Some lawmakers share this sentiment. Missouri state Sen. Rob Schaaf, a Republican, once remarked that when people die of overdoses, that “just removes them from the gene pool.”
Perhaps as a result of this kind of attitude, there’s just not that much attention paid to the opioid epidemic. The issue was often drowned out during the 2016 presidential campaign by scandals and gaffes, particularly Hillary Clinton’s emails. It’s seldom come up in politics this year, as a record number have continued dying — at least until Trump vowed to declare an emergency. And the public doesn’t seem to be putting much, if any, pressure on lawmakers to do anything about it. As New York Times columnist Nicholas Kristof noted in an op-ed, opioids are “a mass killer we’re meeting with a shrug.”

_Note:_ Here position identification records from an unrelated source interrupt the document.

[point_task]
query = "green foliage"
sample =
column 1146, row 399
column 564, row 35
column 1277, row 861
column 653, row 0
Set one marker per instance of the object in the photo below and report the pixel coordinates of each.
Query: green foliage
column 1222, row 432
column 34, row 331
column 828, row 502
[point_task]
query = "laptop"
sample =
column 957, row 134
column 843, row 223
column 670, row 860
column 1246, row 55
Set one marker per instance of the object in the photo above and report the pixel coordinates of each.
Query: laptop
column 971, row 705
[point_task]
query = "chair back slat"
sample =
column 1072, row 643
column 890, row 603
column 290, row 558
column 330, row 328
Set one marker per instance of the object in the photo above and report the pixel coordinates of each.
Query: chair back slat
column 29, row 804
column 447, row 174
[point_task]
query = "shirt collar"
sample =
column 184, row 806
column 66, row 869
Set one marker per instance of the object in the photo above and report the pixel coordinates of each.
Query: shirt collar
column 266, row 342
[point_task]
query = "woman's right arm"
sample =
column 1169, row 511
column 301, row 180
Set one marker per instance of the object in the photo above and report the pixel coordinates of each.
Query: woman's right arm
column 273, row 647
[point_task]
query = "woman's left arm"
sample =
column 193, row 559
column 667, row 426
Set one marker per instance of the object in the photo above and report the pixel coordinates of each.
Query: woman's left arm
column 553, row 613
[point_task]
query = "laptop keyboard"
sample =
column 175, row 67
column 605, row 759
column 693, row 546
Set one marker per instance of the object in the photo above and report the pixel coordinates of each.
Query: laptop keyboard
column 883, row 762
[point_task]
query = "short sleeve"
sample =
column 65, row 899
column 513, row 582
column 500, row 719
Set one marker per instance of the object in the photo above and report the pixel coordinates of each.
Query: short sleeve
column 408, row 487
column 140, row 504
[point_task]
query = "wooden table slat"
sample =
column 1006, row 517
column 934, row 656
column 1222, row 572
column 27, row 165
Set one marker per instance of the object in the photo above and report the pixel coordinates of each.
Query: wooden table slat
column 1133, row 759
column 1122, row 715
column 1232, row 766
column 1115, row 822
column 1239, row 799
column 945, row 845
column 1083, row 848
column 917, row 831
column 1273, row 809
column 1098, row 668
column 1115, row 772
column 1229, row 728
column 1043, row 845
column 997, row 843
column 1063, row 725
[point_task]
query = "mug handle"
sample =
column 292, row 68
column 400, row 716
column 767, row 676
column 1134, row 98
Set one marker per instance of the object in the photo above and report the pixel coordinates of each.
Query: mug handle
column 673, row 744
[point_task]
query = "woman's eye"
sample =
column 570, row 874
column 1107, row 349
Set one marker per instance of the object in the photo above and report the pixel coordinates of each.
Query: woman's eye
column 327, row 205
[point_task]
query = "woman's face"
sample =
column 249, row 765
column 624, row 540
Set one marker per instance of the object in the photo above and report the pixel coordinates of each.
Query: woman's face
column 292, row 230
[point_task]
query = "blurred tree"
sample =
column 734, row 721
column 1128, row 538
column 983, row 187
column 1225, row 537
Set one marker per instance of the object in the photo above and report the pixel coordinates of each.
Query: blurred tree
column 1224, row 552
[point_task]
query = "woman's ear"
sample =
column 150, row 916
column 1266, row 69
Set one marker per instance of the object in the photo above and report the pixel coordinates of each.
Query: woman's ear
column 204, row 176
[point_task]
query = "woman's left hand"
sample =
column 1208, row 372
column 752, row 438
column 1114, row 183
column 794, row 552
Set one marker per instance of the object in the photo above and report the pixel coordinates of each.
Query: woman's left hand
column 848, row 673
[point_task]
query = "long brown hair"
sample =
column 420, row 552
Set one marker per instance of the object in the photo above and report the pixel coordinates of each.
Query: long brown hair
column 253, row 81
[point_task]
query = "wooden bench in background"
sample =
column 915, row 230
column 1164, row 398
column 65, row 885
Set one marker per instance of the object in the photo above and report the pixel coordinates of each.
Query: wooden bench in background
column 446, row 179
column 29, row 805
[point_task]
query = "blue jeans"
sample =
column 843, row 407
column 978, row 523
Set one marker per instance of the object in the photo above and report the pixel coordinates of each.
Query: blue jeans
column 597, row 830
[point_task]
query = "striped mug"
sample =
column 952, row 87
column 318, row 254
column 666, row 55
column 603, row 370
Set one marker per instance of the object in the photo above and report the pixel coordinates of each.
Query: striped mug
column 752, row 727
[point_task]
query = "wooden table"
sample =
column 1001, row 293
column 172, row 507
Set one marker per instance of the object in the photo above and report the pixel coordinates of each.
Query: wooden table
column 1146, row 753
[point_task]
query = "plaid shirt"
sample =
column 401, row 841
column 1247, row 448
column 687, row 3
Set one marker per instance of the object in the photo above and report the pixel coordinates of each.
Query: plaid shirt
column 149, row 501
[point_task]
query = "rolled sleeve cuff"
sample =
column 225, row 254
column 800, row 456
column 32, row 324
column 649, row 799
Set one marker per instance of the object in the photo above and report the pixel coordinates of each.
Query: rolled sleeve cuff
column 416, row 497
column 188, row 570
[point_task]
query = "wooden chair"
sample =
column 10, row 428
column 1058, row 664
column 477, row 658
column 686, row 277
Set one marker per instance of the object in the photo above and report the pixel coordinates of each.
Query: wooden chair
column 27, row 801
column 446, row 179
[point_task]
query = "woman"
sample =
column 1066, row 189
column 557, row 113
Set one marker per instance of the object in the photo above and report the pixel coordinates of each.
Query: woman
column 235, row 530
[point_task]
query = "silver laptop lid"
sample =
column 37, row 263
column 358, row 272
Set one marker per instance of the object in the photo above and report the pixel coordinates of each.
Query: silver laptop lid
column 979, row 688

Perhaps the solution here is to educate people on the basic realities of addiction and why it needs our attention. The public needs to understand, as Lembke put it, that “if you see somebody who continues to use despite their lives being totally destroyed — losing their jobs, losing loved ones, ending up in jail — nobody would choose that. Nobody anywhere would ever choose that life. So clearly it is beyond this individual’s control on some level.”
People like John Pinkney in Vancouver don’t want to go to prison. They don’t want to lose their jobs. They don’t want to burden their friends and families. They don’t want to spend all their waking moments thinking of ways to chase down a drug — just to feel okay for a few minutes or hours. They don’t want to spend their lives taking from more than giving to society. This is something that, for whatever reason, has afflicted them.
The ideas experts cited won’t stop all drug addiction forever. But they could save up to hundreds of thousands of people in the next 10 years, letting more Americans live the free, happy, productive lives that we all aspire to have.